The company also lifted its full-year and fiscal profit view, as it expects to continue winning over former Walgreen (WAG) patrons who fill prescriptions with pharmacy benefits manager Express Scripts (ESRX), after its rival stopped filling them earlier this year.
CVS has seen its membership grow sharply since acquiring the Medicare prescription drug arm of Universal American (UAM) and teaming up with the nation’s third-largest heath insurer, Aetna (AET), to offer Medicare plans.

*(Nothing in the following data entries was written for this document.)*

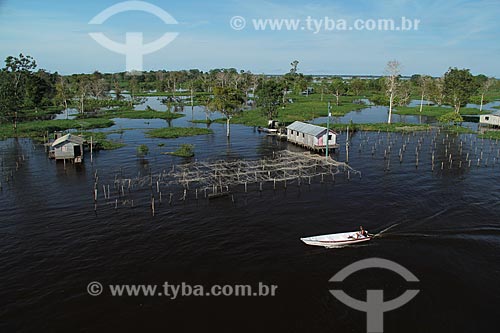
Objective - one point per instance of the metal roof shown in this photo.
(70, 138)
(310, 129)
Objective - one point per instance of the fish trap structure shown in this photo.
(212, 179)
(282, 167)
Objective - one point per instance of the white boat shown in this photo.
(337, 240)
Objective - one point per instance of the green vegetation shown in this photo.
(456, 129)
(206, 121)
(39, 129)
(492, 135)
(382, 127)
(433, 111)
(451, 117)
(101, 140)
(129, 113)
(177, 132)
(303, 108)
(185, 150)
(142, 150)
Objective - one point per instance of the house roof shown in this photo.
(68, 138)
(310, 129)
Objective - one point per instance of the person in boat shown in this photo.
(362, 232)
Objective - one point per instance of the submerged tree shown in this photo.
(14, 85)
(227, 101)
(268, 96)
(393, 71)
(485, 87)
(424, 83)
(63, 92)
(338, 87)
(459, 86)
(356, 85)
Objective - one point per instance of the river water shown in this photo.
(443, 227)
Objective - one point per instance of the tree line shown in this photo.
(24, 88)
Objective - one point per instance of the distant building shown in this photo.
(491, 120)
(68, 147)
(311, 136)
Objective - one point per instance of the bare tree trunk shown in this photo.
(391, 101)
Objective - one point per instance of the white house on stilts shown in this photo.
(311, 136)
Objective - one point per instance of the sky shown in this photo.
(454, 33)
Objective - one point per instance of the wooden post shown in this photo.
(91, 149)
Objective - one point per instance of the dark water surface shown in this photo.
(444, 228)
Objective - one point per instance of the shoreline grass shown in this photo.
(129, 113)
(39, 129)
(303, 108)
(491, 135)
(185, 150)
(102, 141)
(434, 111)
(177, 132)
(382, 127)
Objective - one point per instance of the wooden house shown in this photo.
(490, 120)
(311, 136)
(68, 147)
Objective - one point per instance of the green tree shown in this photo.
(18, 72)
(393, 71)
(450, 117)
(424, 83)
(459, 86)
(269, 97)
(338, 87)
(227, 101)
(64, 94)
(485, 87)
(356, 86)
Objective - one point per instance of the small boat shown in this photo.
(267, 130)
(337, 240)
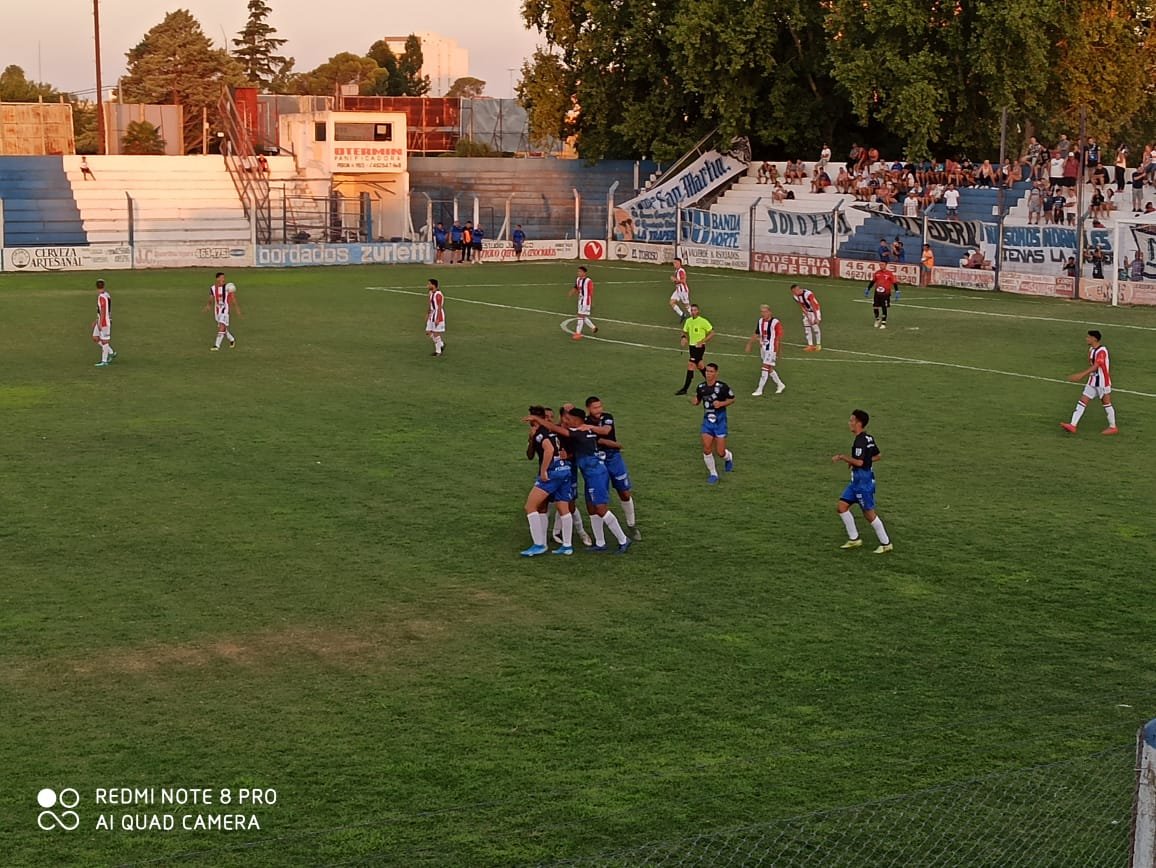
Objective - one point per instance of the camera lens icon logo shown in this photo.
(67, 818)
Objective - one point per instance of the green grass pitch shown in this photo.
(293, 565)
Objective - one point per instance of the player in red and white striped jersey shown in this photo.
(1099, 385)
(769, 334)
(584, 288)
(812, 317)
(681, 294)
(435, 319)
(102, 326)
(222, 299)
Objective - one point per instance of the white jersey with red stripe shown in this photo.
(681, 290)
(1099, 381)
(770, 333)
(809, 305)
(435, 320)
(585, 287)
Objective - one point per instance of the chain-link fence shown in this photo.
(1074, 813)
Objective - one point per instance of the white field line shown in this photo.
(877, 356)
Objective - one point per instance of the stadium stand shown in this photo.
(38, 203)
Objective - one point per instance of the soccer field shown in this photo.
(294, 565)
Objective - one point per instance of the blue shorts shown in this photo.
(597, 480)
(561, 483)
(860, 492)
(616, 466)
(714, 424)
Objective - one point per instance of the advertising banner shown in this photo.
(792, 264)
(93, 258)
(861, 269)
(192, 256)
(291, 256)
(651, 216)
(503, 251)
(637, 252)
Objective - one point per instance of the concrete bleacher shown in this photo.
(175, 199)
(540, 192)
(38, 203)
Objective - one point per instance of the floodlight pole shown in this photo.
(101, 143)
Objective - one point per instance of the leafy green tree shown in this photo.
(177, 64)
(141, 138)
(467, 87)
(257, 47)
(343, 68)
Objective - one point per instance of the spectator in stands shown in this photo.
(1121, 165)
(519, 240)
(1035, 205)
(1138, 190)
(479, 234)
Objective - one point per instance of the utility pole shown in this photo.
(102, 143)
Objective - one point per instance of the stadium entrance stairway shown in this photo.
(38, 203)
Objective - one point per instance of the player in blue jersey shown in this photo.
(861, 490)
(555, 481)
(620, 476)
(714, 397)
(591, 459)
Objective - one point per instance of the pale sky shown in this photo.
(53, 43)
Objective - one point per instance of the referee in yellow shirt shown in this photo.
(696, 333)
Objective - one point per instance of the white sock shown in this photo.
(877, 527)
(595, 525)
(628, 510)
(536, 528)
(612, 521)
(849, 521)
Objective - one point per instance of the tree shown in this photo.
(257, 47)
(177, 64)
(466, 88)
(343, 68)
(141, 138)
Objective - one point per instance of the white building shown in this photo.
(443, 60)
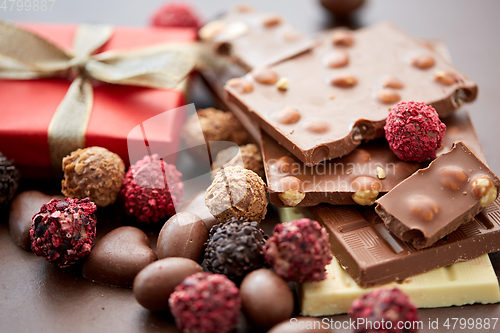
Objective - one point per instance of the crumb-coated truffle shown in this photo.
(205, 303)
(9, 180)
(152, 189)
(216, 125)
(63, 231)
(389, 306)
(237, 193)
(250, 156)
(94, 173)
(299, 250)
(414, 131)
(235, 248)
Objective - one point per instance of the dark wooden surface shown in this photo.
(38, 297)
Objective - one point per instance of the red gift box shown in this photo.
(27, 106)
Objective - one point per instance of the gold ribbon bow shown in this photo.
(26, 56)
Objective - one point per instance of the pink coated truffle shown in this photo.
(205, 303)
(63, 231)
(414, 131)
(387, 306)
(177, 15)
(152, 189)
(299, 250)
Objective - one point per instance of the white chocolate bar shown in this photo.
(462, 283)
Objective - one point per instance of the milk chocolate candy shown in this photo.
(436, 200)
(337, 181)
(336, 108)
(373, 256)
(254, 39)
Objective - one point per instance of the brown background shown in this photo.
(38, 297)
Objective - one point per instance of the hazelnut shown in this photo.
(452, 178)
(342, 38)
(423, 207)
(344, 81)
(242, 86)
(282, 84)
(445, 78)
(423, 61)
(211, 29)
(264, 75)
(293, 194)
(485, 190)
(367, 189)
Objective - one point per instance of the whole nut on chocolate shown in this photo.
(95, 173)
(237, 193)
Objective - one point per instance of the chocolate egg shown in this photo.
(118, 257)
(154, 284)
(300, 324)
(266, 298)
(183, 235)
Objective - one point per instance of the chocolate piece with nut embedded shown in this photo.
(373, 256)
(343, 102)
(334, 181)
(435, 201)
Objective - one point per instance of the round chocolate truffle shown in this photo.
(266, 298)
(385, 305)
(250, 156)
(235, 248)
(64, 231)
(214, 297)
(154, 284)
(216, 125)
(237, 193)
(183, 235)
(414, 131)
(299, 250)
(152, 189)
(9, 180)
(93, 172)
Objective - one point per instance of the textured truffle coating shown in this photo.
(152, 189)
(9, 180)
(175, 14)
(384, 305)
(299, 250)
(237, 193)
(235, 248)
(64, 231)
(250, 155)
(414, 131)
(205, 303)
(216, 125)
(93, 172)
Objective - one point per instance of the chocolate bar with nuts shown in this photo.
(372, 165)
(436, 200)
(324, 103)
(373, 256)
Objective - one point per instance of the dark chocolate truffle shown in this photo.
(152, 189)
(9, 180)
(205, 303)
(93, 172)
(299, 250)
(235, 248)
(64, 231)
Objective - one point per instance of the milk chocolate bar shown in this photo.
(332, 181)
(323, 103)
(253, 39)
(436, 200)
(373, 256)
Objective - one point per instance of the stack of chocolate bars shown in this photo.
(318, 107)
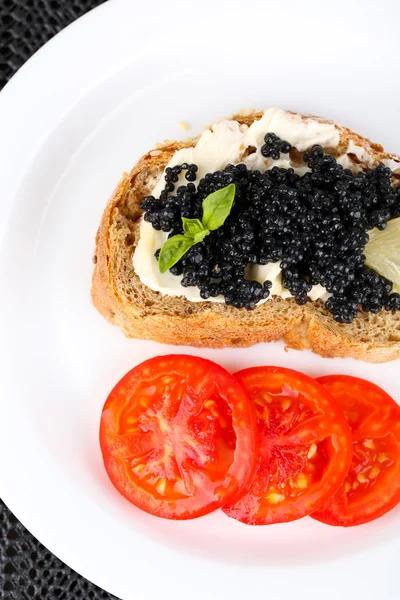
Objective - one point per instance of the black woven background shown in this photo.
(27, 570)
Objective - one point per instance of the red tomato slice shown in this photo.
(372, 486)
(305, 447)
(178, 436)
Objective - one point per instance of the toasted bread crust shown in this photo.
(123, 300)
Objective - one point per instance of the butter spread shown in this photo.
(226, 143)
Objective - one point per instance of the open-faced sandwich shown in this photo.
(269, 225)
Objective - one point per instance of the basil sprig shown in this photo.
(216, 209)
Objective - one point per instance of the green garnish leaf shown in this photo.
(191, 227)
(172, 250)
(217, 206)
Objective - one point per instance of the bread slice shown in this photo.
(140, 312)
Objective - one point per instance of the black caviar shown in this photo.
(315, 224)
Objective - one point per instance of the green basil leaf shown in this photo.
(217, 206)
(199, 237)
(192, 226)
(172, 250)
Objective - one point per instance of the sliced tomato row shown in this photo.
(181, 437)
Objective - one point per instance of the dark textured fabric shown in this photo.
(28, 571)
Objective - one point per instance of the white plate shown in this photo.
(78, 114)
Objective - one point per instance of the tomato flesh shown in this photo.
(372, 486)
(305, 447)
(178, 436)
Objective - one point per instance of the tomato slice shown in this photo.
(178, 436)
(372, 486)
(305, 447)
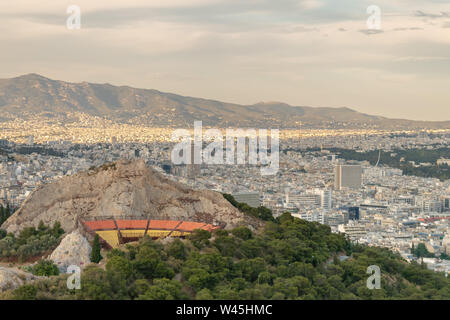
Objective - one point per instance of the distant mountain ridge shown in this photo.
(36, 94)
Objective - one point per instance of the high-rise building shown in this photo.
(250, 198)
(347, 176)
(324, 198)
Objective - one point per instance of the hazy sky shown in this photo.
(302, 52)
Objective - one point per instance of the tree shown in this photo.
(26, 292)
(96, 257)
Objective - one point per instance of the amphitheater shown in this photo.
(112, 231)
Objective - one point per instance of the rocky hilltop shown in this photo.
(122, 189)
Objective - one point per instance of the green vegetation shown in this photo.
(30, 243)
(421, 251)
(96, 257)
(288, 259)
(262, 213)
(5, 213)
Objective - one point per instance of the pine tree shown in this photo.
(95, 255)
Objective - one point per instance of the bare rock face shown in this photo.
(12, 278)
(122, 189)
(74, 249)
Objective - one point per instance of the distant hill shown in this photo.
(35, 94)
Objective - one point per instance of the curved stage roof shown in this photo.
(113, 232)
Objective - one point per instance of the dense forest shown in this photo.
(288, 259)
(30, 242)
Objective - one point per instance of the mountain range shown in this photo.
(33, 94)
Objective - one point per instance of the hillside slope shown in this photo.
(34, 94)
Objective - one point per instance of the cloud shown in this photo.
(420, 13)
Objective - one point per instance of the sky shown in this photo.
(318, 53)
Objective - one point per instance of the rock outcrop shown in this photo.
(122, 189)
(74, 249)
(12, 278)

The company’s deepened Medicare presence has allowed it to benefit from an expected surge in Medicare users as baby boomers continue to retire over the next few years.
The company saw growth of 32.4% in pharmacy services, a reflection of its partnerships with Aetna and Universal American, and a 4% improvement in retail sales.
Pharmacy networks claims processed during the October to December period jumped 46% to 193 million, and retail pharmacy same-store sales climbed 2.5%.
The Woonsocket, R.I.-based pharmacy and retail chain posted fourth-quarter net income of $1.1 billion, or 84 cents a share, compared with a year-earlier $1.02 billion, or 75 cents.
Excluding one-time items, the company eared 89 cents, matching average analyst estimates in a Thomson Reuters poll.
Revenue for the three months ended Dec. 31 was $28.3 billion, up 15.2% from $24.6 billion, just beating the Street’s view of $28.12 billion.
Looking deeper into 2012, CVS sees non-GAAP earnings in the range of $3.18 to $3.28 a share, in line with Wall Street expectations of $3.25. It raised the low and high end of its December forecast by 3 cents
“We have the right people, the right assets, and the right plans in place to continue to reinvent pharmacy and benefit from the changing health care landscape,” CVS chief executive Larry Merlo said in a statement. “Our substantial cash generation capabilities should enable us to continue to drive shareholder value now and in the years ahead.”
For the first quarter, it anticipates profit between 61 cents and 63 cents, up from an earlier forecast of 58 cents to 60 cents. Analysts are looking for a profit of 61 cents.